U.S. Copyright Office’s AI-Training Report amid Political Turbulence

Last month, the U.S. Copyright Office released a study report on the fair-use implications of using copyrighted works without permission to train AI systems. As is widely known, the Register of Copyrights was then abruptly—and somewhat mysteriously—removed from office.

https://www.copyright.gov/ai/

Around an agency that normally attracts little public attention, an outsized political drama has erupted. Some news outlets even suggested the Office had shifted toward rejecting fair-use defenses for AI training. Personally, I do not find the report’s conclusions shocking; they strike me as a reasonable landing point for an eventual infringement analysis. In the United States many people seem to believe, perhaps naively, that once a use is deemed fair it remains fair forever. Given the vast sums now invested in AI, a report that questions blanket fair-use assumptions was bound to feel jarring to those who regarded the doctrine as an all-purpose shield.

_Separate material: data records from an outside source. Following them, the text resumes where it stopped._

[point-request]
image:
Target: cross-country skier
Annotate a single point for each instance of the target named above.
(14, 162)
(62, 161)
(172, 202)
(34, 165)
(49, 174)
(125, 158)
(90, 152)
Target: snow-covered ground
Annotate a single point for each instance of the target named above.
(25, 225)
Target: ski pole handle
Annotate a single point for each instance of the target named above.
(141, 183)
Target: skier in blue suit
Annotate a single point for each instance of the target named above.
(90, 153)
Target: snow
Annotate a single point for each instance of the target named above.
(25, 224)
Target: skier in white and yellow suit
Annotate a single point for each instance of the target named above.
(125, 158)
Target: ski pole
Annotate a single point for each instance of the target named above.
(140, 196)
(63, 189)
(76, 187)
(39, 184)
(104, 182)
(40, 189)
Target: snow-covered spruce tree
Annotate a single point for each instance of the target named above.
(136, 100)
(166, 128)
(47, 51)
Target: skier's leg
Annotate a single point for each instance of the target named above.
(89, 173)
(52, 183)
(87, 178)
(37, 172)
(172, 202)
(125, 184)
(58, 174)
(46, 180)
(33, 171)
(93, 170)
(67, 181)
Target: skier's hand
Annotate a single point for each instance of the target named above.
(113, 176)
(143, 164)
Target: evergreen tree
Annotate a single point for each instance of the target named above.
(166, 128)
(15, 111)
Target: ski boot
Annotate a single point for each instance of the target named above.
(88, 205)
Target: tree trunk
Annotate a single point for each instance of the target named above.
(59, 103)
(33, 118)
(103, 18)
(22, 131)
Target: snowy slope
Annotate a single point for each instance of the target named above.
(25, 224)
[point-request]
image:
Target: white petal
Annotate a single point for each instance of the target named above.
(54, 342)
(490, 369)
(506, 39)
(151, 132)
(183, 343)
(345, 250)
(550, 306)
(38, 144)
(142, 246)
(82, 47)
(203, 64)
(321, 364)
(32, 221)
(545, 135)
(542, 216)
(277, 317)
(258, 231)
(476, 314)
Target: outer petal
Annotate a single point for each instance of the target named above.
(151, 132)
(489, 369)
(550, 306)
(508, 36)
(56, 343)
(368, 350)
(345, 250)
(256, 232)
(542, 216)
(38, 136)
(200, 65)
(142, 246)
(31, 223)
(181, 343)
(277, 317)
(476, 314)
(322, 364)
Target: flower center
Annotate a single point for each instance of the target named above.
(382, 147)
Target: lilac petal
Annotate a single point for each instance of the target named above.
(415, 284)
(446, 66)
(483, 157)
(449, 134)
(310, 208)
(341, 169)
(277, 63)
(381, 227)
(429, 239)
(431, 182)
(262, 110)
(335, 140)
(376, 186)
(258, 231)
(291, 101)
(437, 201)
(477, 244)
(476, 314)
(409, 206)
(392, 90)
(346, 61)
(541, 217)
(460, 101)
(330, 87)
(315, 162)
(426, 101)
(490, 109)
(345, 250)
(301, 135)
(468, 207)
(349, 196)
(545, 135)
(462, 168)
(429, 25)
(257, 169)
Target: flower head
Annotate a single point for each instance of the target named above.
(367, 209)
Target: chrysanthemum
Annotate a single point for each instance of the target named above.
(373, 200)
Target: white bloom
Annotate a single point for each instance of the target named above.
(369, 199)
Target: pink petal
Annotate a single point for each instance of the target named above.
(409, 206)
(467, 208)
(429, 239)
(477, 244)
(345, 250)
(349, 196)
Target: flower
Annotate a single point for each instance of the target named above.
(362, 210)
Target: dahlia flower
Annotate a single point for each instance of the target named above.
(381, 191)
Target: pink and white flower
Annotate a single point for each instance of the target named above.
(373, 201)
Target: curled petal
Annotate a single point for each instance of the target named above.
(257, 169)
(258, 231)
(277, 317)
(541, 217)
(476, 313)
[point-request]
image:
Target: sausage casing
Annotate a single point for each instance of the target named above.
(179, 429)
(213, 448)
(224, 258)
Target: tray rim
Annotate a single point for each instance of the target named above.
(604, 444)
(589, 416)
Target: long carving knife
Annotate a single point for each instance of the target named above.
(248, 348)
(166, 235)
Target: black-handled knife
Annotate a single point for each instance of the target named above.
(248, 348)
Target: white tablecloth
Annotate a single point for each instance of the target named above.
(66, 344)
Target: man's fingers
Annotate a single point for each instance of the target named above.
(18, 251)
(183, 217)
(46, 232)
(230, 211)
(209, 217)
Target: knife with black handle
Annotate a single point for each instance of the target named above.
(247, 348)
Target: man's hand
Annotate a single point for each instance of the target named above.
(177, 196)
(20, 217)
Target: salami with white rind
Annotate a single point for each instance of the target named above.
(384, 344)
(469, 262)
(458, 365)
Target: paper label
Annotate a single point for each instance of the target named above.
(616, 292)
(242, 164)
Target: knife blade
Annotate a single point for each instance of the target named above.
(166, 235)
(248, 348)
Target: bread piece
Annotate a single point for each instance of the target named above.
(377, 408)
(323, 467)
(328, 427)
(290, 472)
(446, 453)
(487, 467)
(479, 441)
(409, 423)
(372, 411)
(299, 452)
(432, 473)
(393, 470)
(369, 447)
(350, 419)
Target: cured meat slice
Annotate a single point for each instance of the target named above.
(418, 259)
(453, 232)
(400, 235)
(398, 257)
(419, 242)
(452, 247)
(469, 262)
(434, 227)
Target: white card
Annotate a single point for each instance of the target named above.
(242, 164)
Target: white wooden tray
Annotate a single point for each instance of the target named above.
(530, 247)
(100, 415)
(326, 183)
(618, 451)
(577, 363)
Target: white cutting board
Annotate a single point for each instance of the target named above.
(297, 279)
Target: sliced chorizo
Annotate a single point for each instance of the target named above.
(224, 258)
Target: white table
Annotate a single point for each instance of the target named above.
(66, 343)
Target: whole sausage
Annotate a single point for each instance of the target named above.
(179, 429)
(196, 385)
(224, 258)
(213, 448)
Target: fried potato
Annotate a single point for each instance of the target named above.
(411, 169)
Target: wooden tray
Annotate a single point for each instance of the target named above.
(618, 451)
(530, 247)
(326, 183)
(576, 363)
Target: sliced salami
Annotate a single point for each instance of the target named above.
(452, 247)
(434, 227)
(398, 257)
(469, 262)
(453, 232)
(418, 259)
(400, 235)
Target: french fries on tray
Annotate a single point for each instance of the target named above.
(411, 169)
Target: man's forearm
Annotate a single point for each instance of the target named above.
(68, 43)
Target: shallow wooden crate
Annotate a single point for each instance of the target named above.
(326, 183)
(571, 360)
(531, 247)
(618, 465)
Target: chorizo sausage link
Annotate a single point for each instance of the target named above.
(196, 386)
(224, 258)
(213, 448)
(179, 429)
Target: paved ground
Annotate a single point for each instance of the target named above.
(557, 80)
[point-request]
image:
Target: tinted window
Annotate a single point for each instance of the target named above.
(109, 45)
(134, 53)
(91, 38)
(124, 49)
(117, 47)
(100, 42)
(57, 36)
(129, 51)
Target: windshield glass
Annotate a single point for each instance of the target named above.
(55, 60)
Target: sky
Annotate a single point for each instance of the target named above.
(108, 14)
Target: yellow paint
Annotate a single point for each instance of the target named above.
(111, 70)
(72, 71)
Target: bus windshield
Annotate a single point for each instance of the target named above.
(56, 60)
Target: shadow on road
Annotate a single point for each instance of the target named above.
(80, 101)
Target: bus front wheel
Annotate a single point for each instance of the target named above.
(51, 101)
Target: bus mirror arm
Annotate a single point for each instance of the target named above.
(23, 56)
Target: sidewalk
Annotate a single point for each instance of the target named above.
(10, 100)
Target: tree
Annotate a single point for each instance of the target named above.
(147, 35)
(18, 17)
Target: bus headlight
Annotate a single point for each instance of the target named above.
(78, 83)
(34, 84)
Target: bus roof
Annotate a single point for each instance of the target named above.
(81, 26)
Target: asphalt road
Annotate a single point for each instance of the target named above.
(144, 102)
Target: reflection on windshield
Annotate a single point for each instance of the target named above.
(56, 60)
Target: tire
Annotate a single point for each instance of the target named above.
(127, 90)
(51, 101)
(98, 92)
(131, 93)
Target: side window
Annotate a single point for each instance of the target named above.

The report’s through-line is clear: “training a generative AI foundation model on a large and diverse dataset will often be transformative” (p. 45). Because “transformative” use departs from the original expressive intent, it is less likely to harm the work’s market value and therefore weighs in favor of fair use. Yet the report also cautions that “where a model may generate expressive content or reproduce copyrighted expression, training-purpose use cannot be deemed ‘non-expressive’ ”. In other words, claims that AI training is nothing more than a technical process—or that it is simply “learning” like a human—do not automatically confer fair-use status. The Office’s position is that fair-use analysis for training must consider not just the technical steps but the purpose and the eventual model’s impact on the markets for the underlying works, including the ability to mimic an author’s style.

Although the study is impressively researched, I feel the Office overreaches when it assesses the market effects that AI models might have. This relates to the fourth fair-use factor: “the effect of the use upon the potential market for or value of the copyrighted work.” The Office signals that virtually any “effect” on a potential market should be counted. That includes the possibility that a model could generate material similar in content or style to works in the training data, thereby depressing sales, diluting the market, or undermining future licensing opportunities—even though copyright law traditionally does not protect “style.” Because the empirical record and case law are still thin, I believe the Office has drawn premature conclusions here.

On the first fair-use factor, the report leans heavily on lessons from Andy Warhol Foundation v. Goldsmith, making transformativeness the analytical core. Google Books is certainly important in showing that massive copying can be permissible when tied to a transformative purpose and when the final output matters, but Warhol probed more deeply into the nature of transformativeness itself and how it differs from the derivative-works right. That ruling therefore offers more direct guidance for evaluating AI training and underscores the need for a careful, fact-specific copyright inquiry going forward.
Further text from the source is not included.